Tras varios minutos de viaje accidentado, el coche se detuvo. Oyó abrir y cerrar puertas, y caminar sobre grava. Después abrieron el maletero, y sintió aire frío en la cara. Una mano la cogió por el brazo, la hizo sentarse y la sacó de allí. Se tambaleó y se le doblaron las rodillas. La presión de la mano que la sujetaba aumentó al evitar que Helen cayera. Después la empujaron sin mediar palabra.
Qué raro que no sintiera nada… Ninguna emoción; ni tan siquiera pena o miedo. Después de tantos años de permanecer oculta, de temor e incertidumbre, aparecía su hermano y le daba la noticia con la que tanto había soñado, pero a la que se había resignado que jamás llegaría a oír. Durante un día, uno solo, la había enardecido la esperanza de volver a ver a Aloysius, de reanudar su existencia en común y vivir una vez más como un ser humano normal. Y de repente se la arrebataban, mataban a su hermano y pegaban un tiro a su marido, que también podía estar muerto.

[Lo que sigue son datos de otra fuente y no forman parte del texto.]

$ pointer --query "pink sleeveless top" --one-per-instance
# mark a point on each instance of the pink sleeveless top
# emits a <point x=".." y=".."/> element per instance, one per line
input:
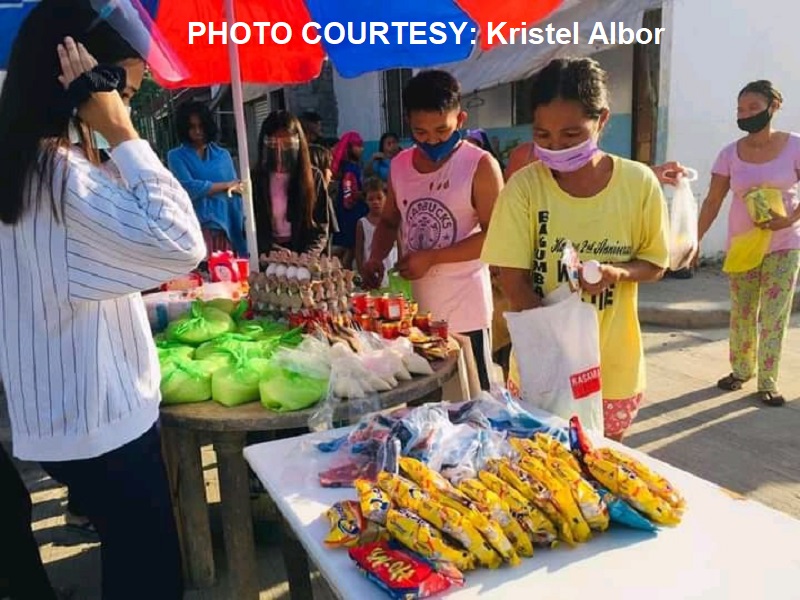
<point x="437" y="212"/>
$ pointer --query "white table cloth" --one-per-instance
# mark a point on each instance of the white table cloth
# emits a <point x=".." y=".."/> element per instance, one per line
<point x="725" y="548"/>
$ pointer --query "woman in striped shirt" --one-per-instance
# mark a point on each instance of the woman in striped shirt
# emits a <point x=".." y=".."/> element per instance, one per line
<point x="78" y="241"/>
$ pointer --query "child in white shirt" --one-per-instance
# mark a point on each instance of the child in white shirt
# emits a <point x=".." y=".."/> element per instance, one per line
<point x="376" y="193"/>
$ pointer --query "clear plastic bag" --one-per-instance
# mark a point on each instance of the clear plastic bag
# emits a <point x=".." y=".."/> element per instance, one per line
<point x="683" y="223"/>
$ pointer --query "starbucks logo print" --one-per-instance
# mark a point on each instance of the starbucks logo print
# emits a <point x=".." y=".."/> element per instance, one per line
<point x="430" y="225"/>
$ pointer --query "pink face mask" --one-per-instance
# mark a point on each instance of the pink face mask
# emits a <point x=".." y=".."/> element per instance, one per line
<point x="569" y="159"/>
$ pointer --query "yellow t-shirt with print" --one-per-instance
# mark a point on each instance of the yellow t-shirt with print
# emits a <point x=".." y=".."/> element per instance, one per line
<point x="534" y="218"/>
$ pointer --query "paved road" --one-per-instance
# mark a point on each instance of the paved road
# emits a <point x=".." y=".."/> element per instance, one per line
<point x="726" y="438"/>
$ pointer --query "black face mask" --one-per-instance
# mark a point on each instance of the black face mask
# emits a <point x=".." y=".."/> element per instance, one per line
<point x="755" y="123"/>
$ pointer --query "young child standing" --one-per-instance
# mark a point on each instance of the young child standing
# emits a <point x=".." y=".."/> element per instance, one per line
<point x="441" y="195"/>
<point x="376" y="193"/>
<point x="350" y="205"/>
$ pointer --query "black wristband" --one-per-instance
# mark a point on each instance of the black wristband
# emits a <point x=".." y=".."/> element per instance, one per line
<point x="102" y="78"/>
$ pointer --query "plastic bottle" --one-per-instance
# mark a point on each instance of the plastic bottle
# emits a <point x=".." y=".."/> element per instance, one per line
<point x="591" y="272"/>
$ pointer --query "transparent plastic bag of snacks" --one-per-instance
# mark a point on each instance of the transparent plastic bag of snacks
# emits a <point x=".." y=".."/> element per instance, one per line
<point x="343" y="387"/>
<point x="683" y="223"/>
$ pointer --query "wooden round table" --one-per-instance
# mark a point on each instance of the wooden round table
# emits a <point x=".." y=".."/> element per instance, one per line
<point x="185" y="428"/>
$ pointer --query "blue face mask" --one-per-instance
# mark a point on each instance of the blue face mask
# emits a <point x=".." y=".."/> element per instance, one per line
<point x="437" y="152"/>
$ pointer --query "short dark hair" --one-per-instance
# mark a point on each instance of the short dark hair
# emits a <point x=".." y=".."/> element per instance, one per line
<point x="374" y="184"/>
<point x="311" y="116"/>
<point x="387" y="136"/>
<point x="579" y="79"/>
<point x="184" y="114"/>
<point x="321" y="157"/>
<point x="432" y="91"/>
<point x="763" y="87"/>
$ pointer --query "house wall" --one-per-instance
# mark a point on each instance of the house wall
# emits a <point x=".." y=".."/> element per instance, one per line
<point x="717" y="46"/>
<point x="492" y="109"/>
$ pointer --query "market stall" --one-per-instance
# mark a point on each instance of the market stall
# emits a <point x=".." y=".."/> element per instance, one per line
<point x="703" y="556"/>
<point x="296" y="346"/>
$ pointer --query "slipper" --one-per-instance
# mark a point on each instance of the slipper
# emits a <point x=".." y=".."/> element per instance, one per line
<point x="771" y="398"/>
<point x="731" y="383"/>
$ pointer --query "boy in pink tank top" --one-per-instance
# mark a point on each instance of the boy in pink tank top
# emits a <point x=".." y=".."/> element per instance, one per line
<point x="441" y="195"/>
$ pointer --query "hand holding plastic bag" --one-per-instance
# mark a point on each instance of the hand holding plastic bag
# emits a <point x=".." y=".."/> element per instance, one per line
<point x="202" y="324"/>
<point x="683" y="241"/>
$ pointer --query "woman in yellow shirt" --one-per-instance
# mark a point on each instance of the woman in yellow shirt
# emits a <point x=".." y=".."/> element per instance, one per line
<point x="610" y="208"/>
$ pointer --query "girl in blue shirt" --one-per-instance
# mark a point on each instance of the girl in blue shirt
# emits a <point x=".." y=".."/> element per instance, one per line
<point x="206" y="171"/>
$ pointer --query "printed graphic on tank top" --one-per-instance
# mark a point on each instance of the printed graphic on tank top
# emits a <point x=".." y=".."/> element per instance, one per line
<point x="437" y="212"/>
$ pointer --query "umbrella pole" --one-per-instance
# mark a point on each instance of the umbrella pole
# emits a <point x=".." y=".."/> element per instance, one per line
<point x="241" y="140"/>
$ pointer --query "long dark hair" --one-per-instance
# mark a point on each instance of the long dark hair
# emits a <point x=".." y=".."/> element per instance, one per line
<point x="302" y="193"/>
<point x="33" y="114"/>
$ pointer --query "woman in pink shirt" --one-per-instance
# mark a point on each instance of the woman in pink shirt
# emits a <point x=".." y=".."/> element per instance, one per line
<point x="290" y="198"/>
<point x="761" y="298"/>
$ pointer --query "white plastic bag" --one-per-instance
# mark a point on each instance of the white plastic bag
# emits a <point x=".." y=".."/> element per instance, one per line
<point x="557" y="348"/>
<point x="683" y="223"/>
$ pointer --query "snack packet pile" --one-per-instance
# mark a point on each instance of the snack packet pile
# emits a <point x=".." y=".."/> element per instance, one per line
<point x="415" y="532"/>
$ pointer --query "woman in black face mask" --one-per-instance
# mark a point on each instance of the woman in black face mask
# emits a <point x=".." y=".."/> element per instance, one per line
<point x="290" y="196"/>
<point x="762" y="169"/>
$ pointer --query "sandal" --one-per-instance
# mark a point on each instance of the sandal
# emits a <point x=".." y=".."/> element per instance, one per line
<point x="731" y="383"/>
<point x="771" y="398"/>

Se sentía como un recipiente vacío. Habría sido mejor no haber tenido nunca esperanzas.
Oyó el crujido de una puerta. La condujeron al otro lado del umbral. El aire de la sala olía a cerrado y humedad. La obligaron a cruzar la estancia, y a través de lo que le pareció otra puerta la hicieron entrar en otro espacio todavía más mohoso. Quizá fuera una casa en medio del campo, vieja y deshabitada. Finalmente la mano soltó su brazo, y notó en sus corvas la presión de un asiento. Se sentó y posó su única mano en el regazo.
—Quitádsela —dijo una voz en alemán, que reconoció enseguida.
Percibió un ligero roce en la cabeza y le retiraron la venda.
Parpadeó dos veces. La habitación estaba oscura, pero después de estar vendados tanto tiempo sus ojos no necesitaban aclimatarse. Oyó que alguien se alejaba por detrás, y que la puerta se cerraba. Después, al levantar la vista, topó con la mirada de Wulf Konrad Fischer; envejecido, por supuesto, pero tan fuerte y musculoso como siempre. Estaba delante de ella, en una silla, con las manos entre las piernas separadas. Al moverse un poco, arrancó una queja a la silla que soportaba su fornido cuerpo. Con sus penetrantes ojos claros, su piel muy bronceada y su cabello, tupido, corto y blanco, exudaba perfección teutónica. La fría sonrisa con que la miraba distorsionaba sus labios; un gesto que Helen recordaba demasiado bien. La apatía y el vacío dieron paso a una punzada de miedo.
—No esperaba recibir una visita de los muertos —dijo Fischer en un tono seco—, pero aquí está: fräulein Esterhazy… perdón, frau Pendergast, que abandonó este mundo hace más de doce años.
Sus ojos brillaron al mirarla, con algún tipo de mezcla entre la diversión, la rabia y la curiosidad.
Helen no dijo nada.
—Natürlich, ahora que lo pienso me doy cuenta de lo que pasó. El peón sacrificado fue tu hermana gemela, der Schwächling. ¡Ya veo que después de tanto protestar, después de tanta indignación de mojigata, aprendiste de nosotros a las mil maravillas! Casi me siento honrado.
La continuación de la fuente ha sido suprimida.